La muerte y el corsé.

Más o menos por la misma época, en 1863, Léon Valade (el poeta que se sienta a la derecha de Rimbaud, según mira el espectador, en el célebre cuadro Coin de table de Fantin-Latour) y Albert Mérat publicaron el libro Avril, Mai, Juin. En uno de sus sonetos se dibuja una escena mundana: del brazo de un caballero rubio, entra en un baile una mujer negra alta y grande, imponente. Su paso despierta gestos y comentarios de burla entre algunos de los asistentes, a los que ella contesta con unas miradas cargadas de fuego. ¿Quién sabe -se pregunta el poeta- qué filtros y hechicíaers conoce la negra, ni si tiene el poder de chupar las fuerzas del que caiga en sus brazos hasta dejarlo aniquilado?

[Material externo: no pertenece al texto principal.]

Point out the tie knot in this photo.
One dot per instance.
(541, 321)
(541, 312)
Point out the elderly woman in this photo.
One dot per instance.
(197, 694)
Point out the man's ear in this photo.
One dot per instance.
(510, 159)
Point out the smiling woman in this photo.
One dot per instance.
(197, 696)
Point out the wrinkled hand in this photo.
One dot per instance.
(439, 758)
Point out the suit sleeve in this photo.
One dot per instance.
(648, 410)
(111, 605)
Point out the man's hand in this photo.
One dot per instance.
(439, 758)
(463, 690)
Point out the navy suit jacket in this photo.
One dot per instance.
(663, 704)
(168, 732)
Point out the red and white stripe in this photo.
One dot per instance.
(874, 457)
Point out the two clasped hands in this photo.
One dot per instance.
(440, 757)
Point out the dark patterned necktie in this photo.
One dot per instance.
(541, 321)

En todo caso, el cuadro de Burne-Jones inspiró un poema -también titulado The Vampire-  de su primo Rudyard Kipling: una y otra obra se ilustraban mutuamente. El poema alcanzó gran popularidad, tanto que en 1907 un autor teatral americano, Porter Emerson Brown, desarrolló su asunto en una obra que llevaba por título su primer verso: A Fool there was
El drama fue llevado al cine en 1915, con la actriz Theda Bara haciendo de vampiresa (puede verse en línea en archive.org ) y, al cabo de siete años, se estrenó una nueva versión protagonizada por Estelle Taylor. 
Vampiresa y víctima: Theda Bara en A Fool there Was.
El vampirismo ha llegado a perder todo asomo de literalidad convirtiéndose en puro símbolo de la codicia y afán de dominio y en jeroglífico de todo cuanto la mujer tiene de aterrador (aunque Lacan diría que lo que la mujer tiene de aterrador es lo que no tiene y sí es). Pero el caso es que de un modo u otro los ancestrales arquetipos continúan funcionando latentes en la imaginación individual y colectiva.
Sucede que el buen sentido popular intuye a veces, como hará Ernest Jones en forma más científica, que esos monstruos de pesadilla no son más que la proyección de unos deseos o de unas frustraciones eróticas.